Días atrás, la noche me buscó en la conversación interminable con un paisano de ruda estampa y tozudez filosófica de primitivo origen. Desde su particular concepción de la Naturaleza, amén de otras muchas consideraciones acerca de la vida –humana y de animales-, el paisano en cuestión, campesino autodidacta y cazador empedernido que dícese ecologista, trató inútilmente de aplicar razonamientos a actitudes, ideas y planteamientos que pueden encasillarse en cualquier espacio del universo, menos en el del intelecto humano. Experto manijero de rehalas , mi interlocutor arguyó un pragmatismo exacerbado que escapa a las entendederas de cualquier ser mínimamente sensible respecto a la dicotomía vida-muerte. Justificaba el rehalero la solución más eficaz para cualquier perro de sus colleras que no resultara eficiente en las monterías compartidas, con una argumentación tan básica como criminal: si, supuestamente, el perro no cumple su cometido, es decir, no sirve para detectar a sus presas porque le falle el olfato, la vista y el oído, en tal caso el animal, que es alimentado y mantenido por su dueño, no responde a las expectativas depositadas en él por el perrero, no debería tener derecho a seguir con vida y, consiguientemente, cambiaría de rol por decisión única del “racional” propietario, de can de caza pasaría a ser presa que morirá, en ausencia de juicio sumarísimo, por los plomos “piadosos” disparados por su dueño y señor. Por lo tanto, la única razón de la existencia del animal es la utilidad de su raza, no cuenta su condición de ser vivo protegido por la legislación de los países civilizados. Mis oídos ensordecieron, definitivamente, cuando tan abominable y deleznable teoría debería aplicarse también, según el rehalero, al ser humano que falte a su condición.

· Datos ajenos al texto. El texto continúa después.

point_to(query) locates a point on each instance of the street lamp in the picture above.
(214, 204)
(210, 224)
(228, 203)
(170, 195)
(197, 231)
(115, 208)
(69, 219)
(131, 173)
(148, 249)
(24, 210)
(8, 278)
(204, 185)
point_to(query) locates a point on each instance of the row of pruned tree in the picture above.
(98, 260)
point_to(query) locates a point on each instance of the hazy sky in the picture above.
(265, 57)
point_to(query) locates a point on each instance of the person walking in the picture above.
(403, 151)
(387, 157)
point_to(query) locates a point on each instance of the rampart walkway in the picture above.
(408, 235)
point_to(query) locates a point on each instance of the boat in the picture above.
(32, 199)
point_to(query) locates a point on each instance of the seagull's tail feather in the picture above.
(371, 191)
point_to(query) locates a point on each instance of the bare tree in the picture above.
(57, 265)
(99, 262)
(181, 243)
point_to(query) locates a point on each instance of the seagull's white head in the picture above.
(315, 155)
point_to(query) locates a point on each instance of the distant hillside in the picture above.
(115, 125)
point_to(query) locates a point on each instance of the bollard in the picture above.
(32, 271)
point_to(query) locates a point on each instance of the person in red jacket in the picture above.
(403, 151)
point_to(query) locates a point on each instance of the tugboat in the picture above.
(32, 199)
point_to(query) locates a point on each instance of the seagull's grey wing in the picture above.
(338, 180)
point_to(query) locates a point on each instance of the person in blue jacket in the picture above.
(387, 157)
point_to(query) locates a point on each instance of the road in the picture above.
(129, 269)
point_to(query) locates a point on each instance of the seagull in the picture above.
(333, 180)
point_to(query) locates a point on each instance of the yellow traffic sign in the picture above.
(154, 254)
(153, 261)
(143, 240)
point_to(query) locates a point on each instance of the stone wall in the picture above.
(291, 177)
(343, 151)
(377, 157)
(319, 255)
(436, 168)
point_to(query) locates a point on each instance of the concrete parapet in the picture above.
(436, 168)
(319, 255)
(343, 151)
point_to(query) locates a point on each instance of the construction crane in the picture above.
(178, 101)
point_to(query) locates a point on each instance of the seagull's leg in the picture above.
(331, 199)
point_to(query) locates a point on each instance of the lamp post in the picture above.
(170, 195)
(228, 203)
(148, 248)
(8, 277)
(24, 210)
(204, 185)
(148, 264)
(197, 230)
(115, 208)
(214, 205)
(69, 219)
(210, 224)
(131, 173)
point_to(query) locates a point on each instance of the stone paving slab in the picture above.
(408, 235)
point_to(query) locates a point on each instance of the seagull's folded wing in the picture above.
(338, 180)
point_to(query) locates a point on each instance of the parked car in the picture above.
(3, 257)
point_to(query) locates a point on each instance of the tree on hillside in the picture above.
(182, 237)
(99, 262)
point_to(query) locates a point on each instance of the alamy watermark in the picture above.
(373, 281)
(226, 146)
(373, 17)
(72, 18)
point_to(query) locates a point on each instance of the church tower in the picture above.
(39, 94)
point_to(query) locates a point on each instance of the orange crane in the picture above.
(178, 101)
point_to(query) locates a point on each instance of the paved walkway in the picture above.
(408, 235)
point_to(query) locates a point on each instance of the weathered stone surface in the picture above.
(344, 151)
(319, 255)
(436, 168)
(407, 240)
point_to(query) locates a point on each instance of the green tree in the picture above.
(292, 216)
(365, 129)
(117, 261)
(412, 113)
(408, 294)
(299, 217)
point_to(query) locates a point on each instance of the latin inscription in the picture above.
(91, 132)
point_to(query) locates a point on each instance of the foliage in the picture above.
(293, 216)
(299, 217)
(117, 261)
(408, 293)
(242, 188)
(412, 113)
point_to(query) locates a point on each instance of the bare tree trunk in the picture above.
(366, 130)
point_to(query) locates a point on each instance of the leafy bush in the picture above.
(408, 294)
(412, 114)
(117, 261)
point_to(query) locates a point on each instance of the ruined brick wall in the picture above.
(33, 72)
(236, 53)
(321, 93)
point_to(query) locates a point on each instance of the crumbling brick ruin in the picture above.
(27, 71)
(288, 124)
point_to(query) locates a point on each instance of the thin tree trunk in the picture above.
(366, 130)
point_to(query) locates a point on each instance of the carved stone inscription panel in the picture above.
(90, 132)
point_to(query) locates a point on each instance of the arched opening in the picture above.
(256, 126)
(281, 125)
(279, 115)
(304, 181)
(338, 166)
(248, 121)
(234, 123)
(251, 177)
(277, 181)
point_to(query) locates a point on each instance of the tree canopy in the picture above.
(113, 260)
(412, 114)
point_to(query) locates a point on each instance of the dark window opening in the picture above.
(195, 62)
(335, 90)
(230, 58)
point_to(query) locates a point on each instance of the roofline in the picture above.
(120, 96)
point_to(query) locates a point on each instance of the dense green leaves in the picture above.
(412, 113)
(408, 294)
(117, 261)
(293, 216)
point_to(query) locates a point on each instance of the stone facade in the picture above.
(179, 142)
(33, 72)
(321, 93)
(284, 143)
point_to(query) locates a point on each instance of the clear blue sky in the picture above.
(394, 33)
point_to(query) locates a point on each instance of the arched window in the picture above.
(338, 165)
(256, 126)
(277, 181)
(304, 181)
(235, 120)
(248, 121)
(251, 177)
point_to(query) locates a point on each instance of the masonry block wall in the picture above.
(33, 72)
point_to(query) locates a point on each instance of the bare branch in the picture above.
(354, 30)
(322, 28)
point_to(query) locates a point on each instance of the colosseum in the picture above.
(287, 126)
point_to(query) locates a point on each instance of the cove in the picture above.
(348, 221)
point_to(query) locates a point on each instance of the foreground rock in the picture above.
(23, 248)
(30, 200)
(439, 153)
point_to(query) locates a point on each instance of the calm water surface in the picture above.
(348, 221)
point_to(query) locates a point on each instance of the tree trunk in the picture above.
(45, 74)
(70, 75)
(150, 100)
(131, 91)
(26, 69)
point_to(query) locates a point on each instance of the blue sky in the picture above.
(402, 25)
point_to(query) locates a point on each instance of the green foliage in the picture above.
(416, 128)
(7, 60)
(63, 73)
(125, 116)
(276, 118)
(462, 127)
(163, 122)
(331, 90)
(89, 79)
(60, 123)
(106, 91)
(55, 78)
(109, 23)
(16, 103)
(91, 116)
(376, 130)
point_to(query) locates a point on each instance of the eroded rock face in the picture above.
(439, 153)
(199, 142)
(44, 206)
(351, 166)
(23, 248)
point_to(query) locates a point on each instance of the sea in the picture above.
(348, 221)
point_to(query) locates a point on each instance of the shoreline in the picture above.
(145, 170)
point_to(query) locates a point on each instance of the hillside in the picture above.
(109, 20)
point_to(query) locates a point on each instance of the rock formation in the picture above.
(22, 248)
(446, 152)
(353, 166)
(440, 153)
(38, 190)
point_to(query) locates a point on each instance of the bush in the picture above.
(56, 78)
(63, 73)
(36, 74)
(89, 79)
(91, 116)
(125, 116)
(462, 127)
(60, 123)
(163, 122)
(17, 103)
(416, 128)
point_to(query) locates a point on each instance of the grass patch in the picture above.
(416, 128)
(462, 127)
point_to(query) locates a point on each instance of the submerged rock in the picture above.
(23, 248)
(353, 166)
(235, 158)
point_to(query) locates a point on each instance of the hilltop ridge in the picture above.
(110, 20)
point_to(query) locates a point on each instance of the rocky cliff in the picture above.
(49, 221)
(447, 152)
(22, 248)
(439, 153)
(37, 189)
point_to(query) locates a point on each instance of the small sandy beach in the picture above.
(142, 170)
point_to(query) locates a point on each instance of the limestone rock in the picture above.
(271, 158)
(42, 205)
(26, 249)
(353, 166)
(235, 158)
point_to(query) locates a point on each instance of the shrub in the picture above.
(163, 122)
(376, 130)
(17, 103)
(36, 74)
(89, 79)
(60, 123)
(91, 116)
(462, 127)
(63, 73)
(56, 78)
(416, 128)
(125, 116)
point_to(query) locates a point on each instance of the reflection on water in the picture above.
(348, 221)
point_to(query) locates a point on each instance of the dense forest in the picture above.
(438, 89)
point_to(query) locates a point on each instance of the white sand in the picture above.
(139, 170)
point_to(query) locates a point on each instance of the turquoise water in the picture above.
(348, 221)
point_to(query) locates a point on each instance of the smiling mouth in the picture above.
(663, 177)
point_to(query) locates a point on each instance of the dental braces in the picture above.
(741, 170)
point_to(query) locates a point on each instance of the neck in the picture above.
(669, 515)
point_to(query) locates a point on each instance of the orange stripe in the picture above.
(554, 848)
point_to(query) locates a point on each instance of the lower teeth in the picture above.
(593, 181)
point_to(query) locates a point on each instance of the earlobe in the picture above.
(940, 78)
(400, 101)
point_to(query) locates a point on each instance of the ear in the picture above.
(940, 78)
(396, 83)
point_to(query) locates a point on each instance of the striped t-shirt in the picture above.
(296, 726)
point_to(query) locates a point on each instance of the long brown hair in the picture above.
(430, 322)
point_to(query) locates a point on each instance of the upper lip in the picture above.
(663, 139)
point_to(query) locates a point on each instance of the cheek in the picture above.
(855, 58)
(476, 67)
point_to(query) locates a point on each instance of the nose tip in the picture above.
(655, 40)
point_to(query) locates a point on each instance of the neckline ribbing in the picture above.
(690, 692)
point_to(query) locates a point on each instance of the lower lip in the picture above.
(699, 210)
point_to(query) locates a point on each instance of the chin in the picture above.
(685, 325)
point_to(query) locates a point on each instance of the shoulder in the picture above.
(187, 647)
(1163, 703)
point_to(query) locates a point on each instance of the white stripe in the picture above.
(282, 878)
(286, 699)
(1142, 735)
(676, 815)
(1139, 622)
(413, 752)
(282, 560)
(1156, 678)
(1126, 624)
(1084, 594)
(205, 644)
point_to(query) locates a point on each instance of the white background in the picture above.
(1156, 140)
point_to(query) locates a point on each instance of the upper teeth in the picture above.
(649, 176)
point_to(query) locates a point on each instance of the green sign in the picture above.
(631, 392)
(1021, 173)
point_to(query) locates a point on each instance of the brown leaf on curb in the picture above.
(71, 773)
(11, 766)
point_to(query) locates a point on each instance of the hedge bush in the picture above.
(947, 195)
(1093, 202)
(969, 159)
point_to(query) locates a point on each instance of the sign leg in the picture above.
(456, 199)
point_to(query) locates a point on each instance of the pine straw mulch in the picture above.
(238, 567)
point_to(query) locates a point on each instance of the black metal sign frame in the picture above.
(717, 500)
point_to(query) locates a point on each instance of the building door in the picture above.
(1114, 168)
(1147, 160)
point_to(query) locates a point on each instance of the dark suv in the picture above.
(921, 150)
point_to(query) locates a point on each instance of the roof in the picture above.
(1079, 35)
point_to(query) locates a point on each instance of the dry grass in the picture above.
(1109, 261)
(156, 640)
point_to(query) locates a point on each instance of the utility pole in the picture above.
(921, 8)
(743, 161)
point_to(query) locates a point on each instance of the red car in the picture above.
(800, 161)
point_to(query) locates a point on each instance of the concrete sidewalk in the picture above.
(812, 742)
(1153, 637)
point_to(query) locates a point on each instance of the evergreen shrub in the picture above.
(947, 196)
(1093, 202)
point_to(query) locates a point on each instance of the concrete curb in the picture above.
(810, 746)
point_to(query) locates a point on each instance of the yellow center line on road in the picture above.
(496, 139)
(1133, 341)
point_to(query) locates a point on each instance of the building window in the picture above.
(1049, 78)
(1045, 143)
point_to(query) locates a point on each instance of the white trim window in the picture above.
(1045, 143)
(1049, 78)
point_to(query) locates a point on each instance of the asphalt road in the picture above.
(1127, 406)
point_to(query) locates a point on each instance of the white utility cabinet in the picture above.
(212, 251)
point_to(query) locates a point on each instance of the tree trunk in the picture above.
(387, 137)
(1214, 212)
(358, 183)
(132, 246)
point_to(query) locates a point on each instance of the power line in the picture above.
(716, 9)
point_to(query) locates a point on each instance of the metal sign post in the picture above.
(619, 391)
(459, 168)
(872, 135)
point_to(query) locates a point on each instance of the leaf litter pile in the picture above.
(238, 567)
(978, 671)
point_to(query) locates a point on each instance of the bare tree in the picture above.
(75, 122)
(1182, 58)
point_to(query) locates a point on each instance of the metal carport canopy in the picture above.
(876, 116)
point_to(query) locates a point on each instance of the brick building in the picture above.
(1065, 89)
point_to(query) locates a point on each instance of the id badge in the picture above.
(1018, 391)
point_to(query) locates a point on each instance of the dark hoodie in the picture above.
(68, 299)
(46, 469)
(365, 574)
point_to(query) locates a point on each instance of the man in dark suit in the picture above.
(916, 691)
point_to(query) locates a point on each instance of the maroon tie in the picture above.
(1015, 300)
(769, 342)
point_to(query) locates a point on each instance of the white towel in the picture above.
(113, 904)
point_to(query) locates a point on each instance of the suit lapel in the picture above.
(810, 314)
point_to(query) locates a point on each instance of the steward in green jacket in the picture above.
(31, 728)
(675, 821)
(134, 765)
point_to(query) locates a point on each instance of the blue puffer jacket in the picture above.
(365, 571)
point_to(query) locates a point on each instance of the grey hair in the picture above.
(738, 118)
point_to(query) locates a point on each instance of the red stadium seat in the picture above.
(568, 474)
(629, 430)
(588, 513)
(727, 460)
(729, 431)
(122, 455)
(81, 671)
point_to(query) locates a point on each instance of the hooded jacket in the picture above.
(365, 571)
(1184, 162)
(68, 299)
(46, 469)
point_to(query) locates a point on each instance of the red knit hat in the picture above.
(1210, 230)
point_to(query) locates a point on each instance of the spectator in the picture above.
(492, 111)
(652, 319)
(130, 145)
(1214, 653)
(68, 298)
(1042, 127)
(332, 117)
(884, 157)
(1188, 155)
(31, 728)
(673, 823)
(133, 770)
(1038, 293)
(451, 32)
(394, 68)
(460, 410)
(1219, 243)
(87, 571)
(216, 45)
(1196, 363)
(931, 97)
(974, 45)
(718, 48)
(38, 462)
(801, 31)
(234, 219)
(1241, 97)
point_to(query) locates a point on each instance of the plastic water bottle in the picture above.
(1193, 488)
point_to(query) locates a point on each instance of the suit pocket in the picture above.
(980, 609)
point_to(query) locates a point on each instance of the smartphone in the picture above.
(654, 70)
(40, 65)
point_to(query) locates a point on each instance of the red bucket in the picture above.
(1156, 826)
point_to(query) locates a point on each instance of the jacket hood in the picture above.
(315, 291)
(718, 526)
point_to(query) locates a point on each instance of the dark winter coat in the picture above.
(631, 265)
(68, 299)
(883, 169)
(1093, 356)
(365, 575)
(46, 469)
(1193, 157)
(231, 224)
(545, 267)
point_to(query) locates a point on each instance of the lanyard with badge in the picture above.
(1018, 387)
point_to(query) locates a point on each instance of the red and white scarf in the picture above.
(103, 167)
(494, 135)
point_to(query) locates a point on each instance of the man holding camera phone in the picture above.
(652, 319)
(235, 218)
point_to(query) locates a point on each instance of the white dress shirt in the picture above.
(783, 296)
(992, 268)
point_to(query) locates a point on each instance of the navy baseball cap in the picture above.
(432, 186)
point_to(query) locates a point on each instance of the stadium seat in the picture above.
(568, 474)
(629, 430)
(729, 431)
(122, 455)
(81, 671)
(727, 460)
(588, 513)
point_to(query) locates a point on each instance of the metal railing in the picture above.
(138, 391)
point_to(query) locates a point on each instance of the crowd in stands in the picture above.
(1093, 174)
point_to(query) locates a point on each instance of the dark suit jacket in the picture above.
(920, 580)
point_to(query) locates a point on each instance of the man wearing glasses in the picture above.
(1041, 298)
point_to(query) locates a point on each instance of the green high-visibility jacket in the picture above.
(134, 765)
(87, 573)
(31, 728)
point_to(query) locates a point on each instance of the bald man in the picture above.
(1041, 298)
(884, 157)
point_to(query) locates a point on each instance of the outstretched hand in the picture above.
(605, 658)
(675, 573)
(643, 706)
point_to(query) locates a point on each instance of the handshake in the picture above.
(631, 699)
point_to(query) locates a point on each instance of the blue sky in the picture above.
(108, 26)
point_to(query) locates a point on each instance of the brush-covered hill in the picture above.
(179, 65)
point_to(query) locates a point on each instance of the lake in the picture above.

Alejado de tan destructiva mente, recordé “Muerte de perros”, una de las obras escritas por el Premio Cervantes, Francisco Ayala, en el exilio latinoamericano, que el autor amablemente me dedicó en su casa de Madrid, poco antes de morir. Por un instante me creí ciudadano del pequeño e imaginario país tropical, escenario creado por el novelista, donde la degradación y la dictadura aderezan el relato, en el que hay una alternancia permanente de lo trágico y lo grotesco, junto al melodramatismo de unos episodios que resultan patéticos y lagrimosos; un drama que se proyectará en el ambiente que lo ha determinado, y donde muerto el perro no se acaba la rabia.
El episodio nocturno me dejó moralmente noqueado. Sin embargo, la mañana me encontró, gracias al Escolano Tomás, una historia antagónica respecto a los postulados del resolutivo perrero. La carta de mi tíoabuelo Segundo Reche, dirigida a su tía Isabel, fechada en seis de diciembre de 1914 en Almería: “Mi querida Chacha: Ésta es para mandarte un perro galgo que me ha regalado un amigo. Te lo entregará el dador de ésta, Cachipuche o Curro. Te lo mando a ti porque ya sabes que mi madre no quiere más perros, y si se lo llevan sin estar yo lo coge y lo regala; así es que tenlo tú hasta el viernes, que tendré el gusto de abrazaros. Que no se entere mi mamá que te lo he mandado, pues cuando yo vaya todo se arreglará. Que lo tengas cuidado y le pones una soga para que esté más largo y lo sueltas todos los días un ratito, pero que estés tú delante no se vaya a perder. Lo sueltas en el huerto para que haga sus necesidades, pues es muy curioso y atado no las hace (no te encargo nada con el perro, pues me dan quince duros y no lo vendo). Se llama Castigo, así que cuidado con el perrito, pues dicen es de lo mejor. ¿Verdad que es muy mono?...!No te digo nada con el perro, que es mi ojo derecho ¡..”
Sé que Castigo, el ojo derecho de mi tioabuelo, vivió feliz muchos años hasta que murió de viejo. Más de un siglo después, de sus colegas de la rehala de mi interlocutor no sé cuánto tiempo ni cuales sobrevivirán a la irracionalidad de su dueño exterminador. Ellos y Castigo no han tenido idéntica suerte, una suerte de perros.